En tout cas, après un départ mitigé et l’aventure avortée du jockey américain Theriot, l’établissement Gujadhur semble prendre son envol à ce stade de la compétition et confirmer que les “découverts” de Rampatee Gujadhur ont été investis à bon escient puisque, outre Table Bay, on a sans doute vu l’éclosion d’un autre probable coursier de grande valeur avec St Tropez, qui a survolé la cinquième course. Nous devrions le revoir sur des parcours rallongés et le Maiden paraît un objectif tout à fait dans ses cordes. Il faut encourager les propriétaires qui importent des chevaux de cet acabit dans notre pays, car ce qui manque aux courses mauriciennes ces dernières années, ce sont des chevaux champions qui restent au sommet plus d’une saison et auxquels le public peut s’identifier. Et dans cette perspective, des règles qui le protègent, tant sur le plan sportif que sur le plan financier, sont la bienvenue, à condition que les autorités favorisent le level-playing field pour que la compétition soit la plus saine possible.

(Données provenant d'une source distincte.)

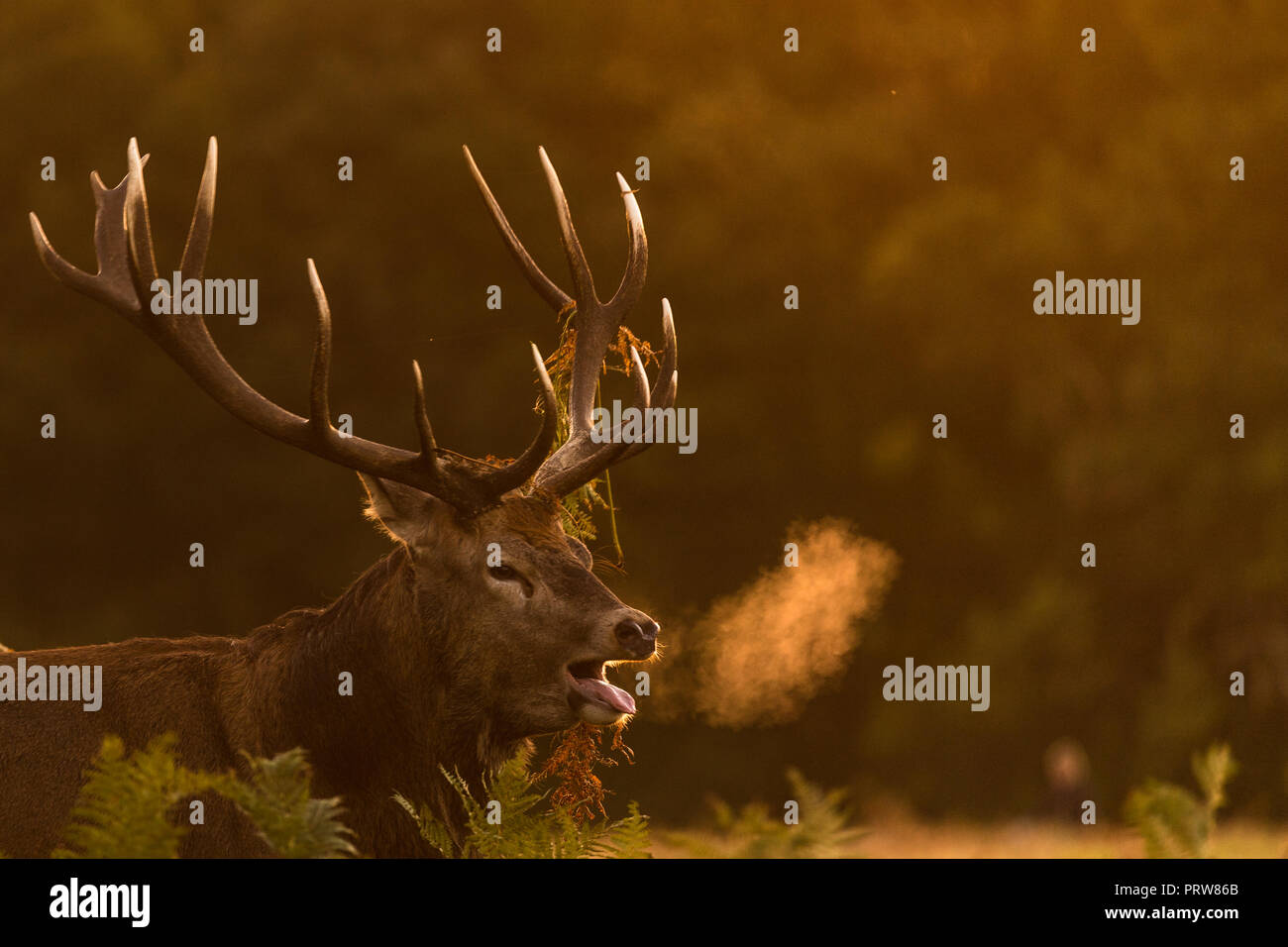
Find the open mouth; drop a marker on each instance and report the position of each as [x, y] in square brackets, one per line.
[592, 697]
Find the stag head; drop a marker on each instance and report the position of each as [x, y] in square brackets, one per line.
[524, 638]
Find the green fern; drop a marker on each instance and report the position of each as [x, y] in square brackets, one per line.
[278, 800]
[509, 821]
[123, 810]
[1171, 819]
[125, 806]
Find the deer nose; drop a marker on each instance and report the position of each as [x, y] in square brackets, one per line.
[638, 638]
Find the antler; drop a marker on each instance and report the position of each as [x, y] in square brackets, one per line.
[581, 459]
[127, 269]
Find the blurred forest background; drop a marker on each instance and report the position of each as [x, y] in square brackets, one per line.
[767, 169]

Si nous sommes convaincus que la Gambling Regulatory Authority (GRA) a outrepassé ses pouvoirs en imposant des directives, souvent sans fondement hippique — surtout sans en avoir préalablement discuté avec le Mauritius Turf Club (MTC) —, il est important que les courses mauriciennes soient modernisées et de plus en plus adaptées aux normes mondiales si nous avons l’ambition d’en faire une référence dans cette partie de la planète. Et ce, à un moment où l’hippisme sud-africain connaît de dangereux soubresauts avec la grève violente des palefreniers à l’égard des entraîneurs, leurs employeurs, au point où certaines grandes figures menacent de réduire drastiquement leurs effectifs.

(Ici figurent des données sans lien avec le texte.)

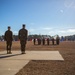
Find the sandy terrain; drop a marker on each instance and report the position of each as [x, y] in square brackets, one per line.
[66, 67]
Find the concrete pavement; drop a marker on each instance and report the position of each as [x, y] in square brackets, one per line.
[10, 64]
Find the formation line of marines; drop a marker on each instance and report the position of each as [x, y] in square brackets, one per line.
[47, 41]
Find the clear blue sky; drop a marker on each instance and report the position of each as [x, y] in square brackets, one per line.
[40, 16]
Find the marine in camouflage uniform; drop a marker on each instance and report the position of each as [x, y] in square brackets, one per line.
[57, 40]
[8, 36]
[23, 38]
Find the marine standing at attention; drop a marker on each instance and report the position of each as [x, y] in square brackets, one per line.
[23, 33]
[8, 36]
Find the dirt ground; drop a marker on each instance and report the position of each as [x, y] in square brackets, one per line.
[51, 67]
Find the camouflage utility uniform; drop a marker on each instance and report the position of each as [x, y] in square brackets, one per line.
[23, 39]
[8, 38]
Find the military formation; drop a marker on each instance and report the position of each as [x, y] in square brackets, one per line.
[22, 35]
[47, 41]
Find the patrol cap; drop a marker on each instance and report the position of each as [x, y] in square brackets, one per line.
[23, 25]
[9, 27]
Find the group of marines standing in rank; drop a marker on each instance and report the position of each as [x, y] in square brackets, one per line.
[47, 41]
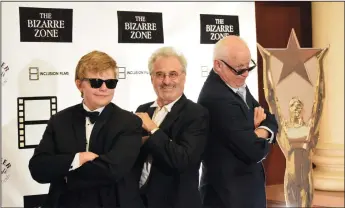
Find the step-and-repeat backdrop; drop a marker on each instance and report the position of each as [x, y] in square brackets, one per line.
[43, 41]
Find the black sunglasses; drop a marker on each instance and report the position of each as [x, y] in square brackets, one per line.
[240, 71]
[97, 83]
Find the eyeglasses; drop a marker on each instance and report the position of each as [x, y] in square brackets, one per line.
[172, 75]
[97, 83]
[240, 71]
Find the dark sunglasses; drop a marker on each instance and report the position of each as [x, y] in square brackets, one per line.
[97, 83]
[240, 71]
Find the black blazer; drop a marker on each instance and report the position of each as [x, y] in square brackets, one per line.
[232, 171]
[176, 150]
[116, 138]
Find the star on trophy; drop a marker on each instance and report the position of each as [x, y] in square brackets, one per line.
[295, 90]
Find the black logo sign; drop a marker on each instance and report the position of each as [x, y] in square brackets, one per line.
[140, 27]
[45, 24]
[215, 27]
[5, 170]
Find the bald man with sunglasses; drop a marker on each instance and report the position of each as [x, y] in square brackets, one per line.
[87, 150]
[240, 132]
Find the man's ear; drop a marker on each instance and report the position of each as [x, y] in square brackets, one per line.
[78, 84]
[216, 66]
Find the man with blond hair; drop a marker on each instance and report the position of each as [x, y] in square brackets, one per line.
[241, 131]
[174, 136]
[87, 149]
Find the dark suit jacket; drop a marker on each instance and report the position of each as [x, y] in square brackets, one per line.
[105, 181]
[176, 150]
[232, 171]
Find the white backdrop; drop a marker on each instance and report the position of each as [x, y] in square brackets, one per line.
[95, 28]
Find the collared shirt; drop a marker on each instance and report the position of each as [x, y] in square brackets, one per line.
[158, 117]
[244, 93]
[88, 129]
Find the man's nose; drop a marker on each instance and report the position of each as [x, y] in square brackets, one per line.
[245, 74]
[103, 87]
[166, 79]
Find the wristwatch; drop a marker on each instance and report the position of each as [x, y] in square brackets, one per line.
[153, 131]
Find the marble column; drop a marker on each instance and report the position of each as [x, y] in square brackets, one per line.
[328, 29]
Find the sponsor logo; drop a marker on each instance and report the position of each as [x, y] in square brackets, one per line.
[5, 170]
[4, 71]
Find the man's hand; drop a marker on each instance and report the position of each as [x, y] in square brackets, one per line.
[143, 139]
[86, 157]
[148, 124]
[262, 133]
[259, 116]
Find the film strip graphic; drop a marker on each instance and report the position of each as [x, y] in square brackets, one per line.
[122, 72]
[22, 122]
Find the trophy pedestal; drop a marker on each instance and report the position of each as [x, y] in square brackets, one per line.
[275, 197]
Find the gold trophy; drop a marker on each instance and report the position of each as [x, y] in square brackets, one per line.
[295, 90]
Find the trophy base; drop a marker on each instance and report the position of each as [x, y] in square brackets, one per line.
[275, 197]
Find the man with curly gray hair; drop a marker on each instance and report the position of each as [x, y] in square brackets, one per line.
[174, 135]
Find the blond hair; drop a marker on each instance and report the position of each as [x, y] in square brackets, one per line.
[96, 62]
[167, 52]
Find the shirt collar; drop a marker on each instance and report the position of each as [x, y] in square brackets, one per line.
[242, 88]
[98, 109]
[168, 106]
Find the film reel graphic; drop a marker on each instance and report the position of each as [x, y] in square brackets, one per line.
[24, 122]
[122, 72]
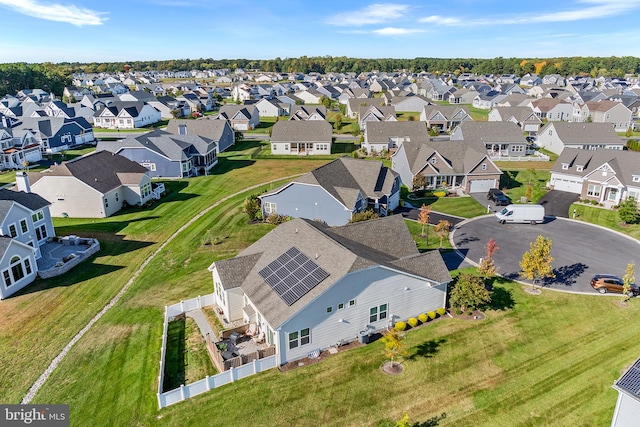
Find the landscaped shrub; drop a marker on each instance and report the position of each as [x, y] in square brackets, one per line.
[400, 326]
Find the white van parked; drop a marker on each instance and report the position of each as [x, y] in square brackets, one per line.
[532, 214]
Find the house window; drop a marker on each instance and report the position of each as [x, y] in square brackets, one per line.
[7, 278]
[16, 268]
[297, 339]
[377, 313]
[270, 207]
[593, 190]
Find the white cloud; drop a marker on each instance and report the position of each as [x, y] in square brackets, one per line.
[441, 20]
[70, 14]
[373, 14]
[393, 31]
[583, 9]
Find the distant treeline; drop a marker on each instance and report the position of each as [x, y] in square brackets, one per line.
[53, 77]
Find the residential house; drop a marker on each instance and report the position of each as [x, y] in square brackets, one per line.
[628, 403]
[524, 117]
[55, 134]
[126, 115]
[556, 136]
[301, 137]
[605, 176]
[552, 109]
[415, 103]
[605, 111]
[454, 164]
[307, 286]
[500, 139]
[374, 113]
[96, 185]
[25, 225]
[336, 191]
[387, 136]
[444, 117]
[308, 112]
[240, 117]
[219, 131]
[165, 154]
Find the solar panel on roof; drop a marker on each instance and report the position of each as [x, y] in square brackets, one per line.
[292, 275]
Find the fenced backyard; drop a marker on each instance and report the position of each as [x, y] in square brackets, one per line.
[233, 369]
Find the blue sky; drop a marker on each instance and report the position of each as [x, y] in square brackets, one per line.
[117, 30]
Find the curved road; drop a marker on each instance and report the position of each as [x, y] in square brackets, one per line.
[579, 249]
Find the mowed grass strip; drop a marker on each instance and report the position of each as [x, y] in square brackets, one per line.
[527, 363]
[42, 319]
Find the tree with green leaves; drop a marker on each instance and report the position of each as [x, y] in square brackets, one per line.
[627, 280]
[423, 217]
[468, 292]
[442, 229]
[487, 267]
[536, 262]
[393, 344]
[628, 211]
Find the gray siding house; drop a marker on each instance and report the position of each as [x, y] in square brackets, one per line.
[336, 284]
[333, 192]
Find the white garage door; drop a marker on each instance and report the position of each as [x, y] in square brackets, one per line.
[568, 184]
[481, 185]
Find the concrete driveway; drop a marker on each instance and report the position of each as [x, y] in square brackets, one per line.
[557, 203]
[580, 250]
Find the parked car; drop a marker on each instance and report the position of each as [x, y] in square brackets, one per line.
[604, 283]
[498, 197]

Chacun connaît nos positions sur les directives de la GRA, comme celle limitant le nombre de partants et qui entraîne régulièrement l’annulation de certaines épreuves qui pénalisent les chevaux, condamnés à rester à l’écurie alors qu’ils ont été préparés, et les propriétaires, qui continuent à payer le keep sans avoir la chance de récupérer les allocations de ces épreuves. Le turfiste mauricien mérite mieux. Et dans cette perspective, permettre aux meilleurs chevaux de participer aux meilleures épreuves tombe a priori sous le bon sens. Reste qu’il y a un contexte et des habitudes. Et aussi l’obligation de donner la chance égale à tous de s’armer pour les nouvelles donnes et ne pas imposer un changement qui ne profite qu’à celui qui s’était déjà armé pour cette évolution que les autres n’ont pas vu venir.

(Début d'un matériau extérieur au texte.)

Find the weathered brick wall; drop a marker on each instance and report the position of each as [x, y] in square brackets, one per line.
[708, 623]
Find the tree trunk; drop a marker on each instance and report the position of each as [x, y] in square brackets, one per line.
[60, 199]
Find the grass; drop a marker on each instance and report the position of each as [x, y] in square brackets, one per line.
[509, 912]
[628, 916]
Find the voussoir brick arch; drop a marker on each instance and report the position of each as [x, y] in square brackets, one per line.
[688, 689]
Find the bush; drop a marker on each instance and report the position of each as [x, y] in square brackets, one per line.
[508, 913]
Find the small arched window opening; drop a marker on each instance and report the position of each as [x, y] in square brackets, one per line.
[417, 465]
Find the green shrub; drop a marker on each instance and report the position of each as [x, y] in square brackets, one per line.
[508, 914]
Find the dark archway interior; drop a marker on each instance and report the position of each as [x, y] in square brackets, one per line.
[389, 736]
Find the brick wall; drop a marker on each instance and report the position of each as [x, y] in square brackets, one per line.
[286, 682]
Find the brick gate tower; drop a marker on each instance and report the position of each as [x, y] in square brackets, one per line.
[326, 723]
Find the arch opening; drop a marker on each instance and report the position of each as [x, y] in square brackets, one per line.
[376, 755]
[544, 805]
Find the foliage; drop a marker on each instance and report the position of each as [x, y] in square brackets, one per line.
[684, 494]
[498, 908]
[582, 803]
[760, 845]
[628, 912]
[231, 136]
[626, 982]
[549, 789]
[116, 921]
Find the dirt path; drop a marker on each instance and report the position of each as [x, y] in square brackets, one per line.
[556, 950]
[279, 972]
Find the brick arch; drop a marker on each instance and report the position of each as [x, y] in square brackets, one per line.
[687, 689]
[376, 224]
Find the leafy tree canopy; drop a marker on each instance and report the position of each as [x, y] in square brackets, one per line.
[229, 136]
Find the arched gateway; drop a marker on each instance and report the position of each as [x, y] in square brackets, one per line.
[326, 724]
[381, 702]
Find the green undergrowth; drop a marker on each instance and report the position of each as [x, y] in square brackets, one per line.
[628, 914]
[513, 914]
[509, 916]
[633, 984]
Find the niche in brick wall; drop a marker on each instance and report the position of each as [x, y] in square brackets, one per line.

Dans cette perspective, le judicial review, quoique très tardif, interjeté en Cour suprême par le MTC sur certaines directives est la bienvenue et permettra, nous l’espérons, un éclaircissement définitif sur les responsabilités des uns et des autres. Une meilleure interprétation de l’étendue des prérogatives de la GRA et du MTC, qui sont la cause de leurs relations souvent conflictuelles, permettrait enfin à ces deux organismes de voir dans la même direction et de parler d’une même voix, afin que règne l’égalité des chances dans le domaine hippique mauricien.

L’égalité des chances n’a pas toujours été une réalité du MTC lorsqu’il avait le contrôle total sur l’hippisme mauricien. Cet état de fait a été très critiqué dans ces colonnes et les archives peuvent en témoigner. À cet effet, les bras de fer du MTC avec l’État ont été nombreux, ce qui a finalement abouti à l’émergence d’une Turf Authority qui a été à l’origine de ce qui est devenu la GRA. Ces organismes n’ont jusqu’ici pas non plus favorisé l’émergence de l’égalité des chances. Ils se sont au contraire érigés en redresseurs de torts, pire, pour certains, en revanchards sectaires pour réécrire l’histoire des courses à travers des abus de pouvoir de puissants lobbies, qui veulent avoir la mainmise sur tout, partout.

Aucun organisme étatique n’a le droit d’agir ainsi. Dans le cadre de la Constitution et de la loi, la GRA a le devoir de veiller que l’égalité des chances soit une réalité dans le monde hippique et dans ses autres secteurs d’activités. Le MTC, même s’il est un club privé, doit en faire de même s’il se veut un partenaire crédible et durable, parce que les courses, elles, appartiennent à la nation. L’hippisme mauricien doit être fier de son histoire et glorifier tous ceux qui en ont fait sa grandeur et sa pérennité. Mais dans la situation actuelle, son avenir est sombre.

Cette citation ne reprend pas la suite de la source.